Attracted to the new suburb by the recommendation of her friend, former Governor Oran M. Roberts, Elisabet Ney built her studio just south of Waller Creek in 1892. The creek was dammed to form a small lake and provided much pleasure to Ney and her friends who enjoyed rowing to its center or simply listening to the serenade of bullfrogs. Ney entertained frequently. Her guests included several governors of Texas and such visiting dignitaries as William Jennings Bryan, Enrico Caruso and Jan Paderewski, who called her one of the most fascinating women he had ever met.
Elisabet Ney purchased seven acres from Col. Shipe and built her studio, Formosa, in 1892. Ten years later she added a tower to the structure.

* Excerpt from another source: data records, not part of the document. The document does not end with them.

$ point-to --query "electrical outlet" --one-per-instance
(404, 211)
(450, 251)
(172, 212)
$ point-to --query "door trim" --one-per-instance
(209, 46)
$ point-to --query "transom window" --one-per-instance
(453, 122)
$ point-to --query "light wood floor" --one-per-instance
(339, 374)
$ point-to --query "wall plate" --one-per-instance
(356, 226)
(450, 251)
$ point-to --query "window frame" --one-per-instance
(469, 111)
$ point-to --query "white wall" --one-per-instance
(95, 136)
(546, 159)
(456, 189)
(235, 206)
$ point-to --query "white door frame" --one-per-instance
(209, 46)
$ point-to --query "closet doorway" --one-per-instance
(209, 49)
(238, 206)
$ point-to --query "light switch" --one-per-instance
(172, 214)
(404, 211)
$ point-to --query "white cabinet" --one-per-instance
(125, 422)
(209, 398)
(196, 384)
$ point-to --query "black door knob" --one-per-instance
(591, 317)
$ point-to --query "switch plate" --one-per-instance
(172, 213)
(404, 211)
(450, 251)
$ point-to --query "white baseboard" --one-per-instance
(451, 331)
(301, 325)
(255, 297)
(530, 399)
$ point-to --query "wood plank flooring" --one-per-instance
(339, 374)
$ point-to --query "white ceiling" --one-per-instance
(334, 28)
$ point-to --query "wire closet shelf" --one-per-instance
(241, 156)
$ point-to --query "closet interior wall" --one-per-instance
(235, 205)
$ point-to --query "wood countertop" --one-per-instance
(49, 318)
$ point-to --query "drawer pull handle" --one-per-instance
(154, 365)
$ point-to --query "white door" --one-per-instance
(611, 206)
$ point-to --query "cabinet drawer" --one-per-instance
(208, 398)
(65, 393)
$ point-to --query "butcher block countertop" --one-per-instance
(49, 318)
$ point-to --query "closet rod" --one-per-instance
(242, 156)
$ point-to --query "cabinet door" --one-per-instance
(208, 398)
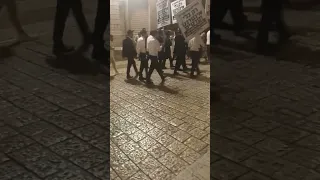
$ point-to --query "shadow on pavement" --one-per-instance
(7, 50)
(75, 64)
(160, 87)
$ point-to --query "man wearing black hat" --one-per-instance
(62, 12)
(129, 52)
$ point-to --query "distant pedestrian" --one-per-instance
(153, 48)
(62, 11)
(180, 51)
(11, 5)
(272, 12)
(129, 52)
(195, 45)
(142, 54)
(112, 59)
(99, 52)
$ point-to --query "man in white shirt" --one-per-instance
(195, 44)
(153, 48)
(208, 45)
(142, 53)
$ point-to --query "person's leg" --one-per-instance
(13, 16)
(152, 67)
(101, 22)
(113, 62)
(264, 27)
(81, 20)
(193, 64)
(62, 12)
(130, 62)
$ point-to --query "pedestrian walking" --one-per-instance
(195, 45)
(153, 48)
(272, 12)
(142, 54)
(167, 51)
(11, 5)
(99, 52)
(129, 52)
(208, 45)
(62, 11)
(112, 59)
(180, 51)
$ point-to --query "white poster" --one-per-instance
(192, 20)
(207, 8)
(177, 6)
(163, 13)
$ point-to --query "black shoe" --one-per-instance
(62, 49)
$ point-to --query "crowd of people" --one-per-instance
(157, 47)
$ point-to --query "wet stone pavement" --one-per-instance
(157, 132)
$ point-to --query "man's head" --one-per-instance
(153, 33)
(130, 33)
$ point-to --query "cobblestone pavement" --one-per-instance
(159, 131)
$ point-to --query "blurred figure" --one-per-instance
(99, 52)
(142, 54)
(62, 12)
(129, 52)
(208, 45)
(195, 45)
(272, 12)
(180, 51)
(112, 59)
(11, 5)
(153, 48)
(167, 51)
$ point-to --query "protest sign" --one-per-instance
(207, 8)
(177, 6)
(163, 13)
(192, 20)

Loriena Cassens of 4401 Avenue H and Bertha Duesterhoeft dressed in old-fashioned clothing for a costume party about 1925. The Cassens lived across the street from the Ney Museum and kept the key. Loriena often accompanied visitors to the museum, waiting in the basement which still held Ney's dishes, pots, and pans until the visitors were ready to leave.
Elisabet Ney visits her friends the Millers at their home on Guadalupe about 1905. Clarence Miller was the dean of the law school at the University of Texas at that time.
Boating on "Lake Ney" behind Ney's studio was a popular pastime. The city ordered it drained for health reasons in 1898 causing a local reporter to lament the disappearance of the "music of the bullfrogs" who inhabited it.
One of Elisabet Ney's friends stands at her studio entrance gate made of wire mesh. Wire mesh fences were needed in Hyde Park in the 1890s to keep out loose livestock and stray dogs.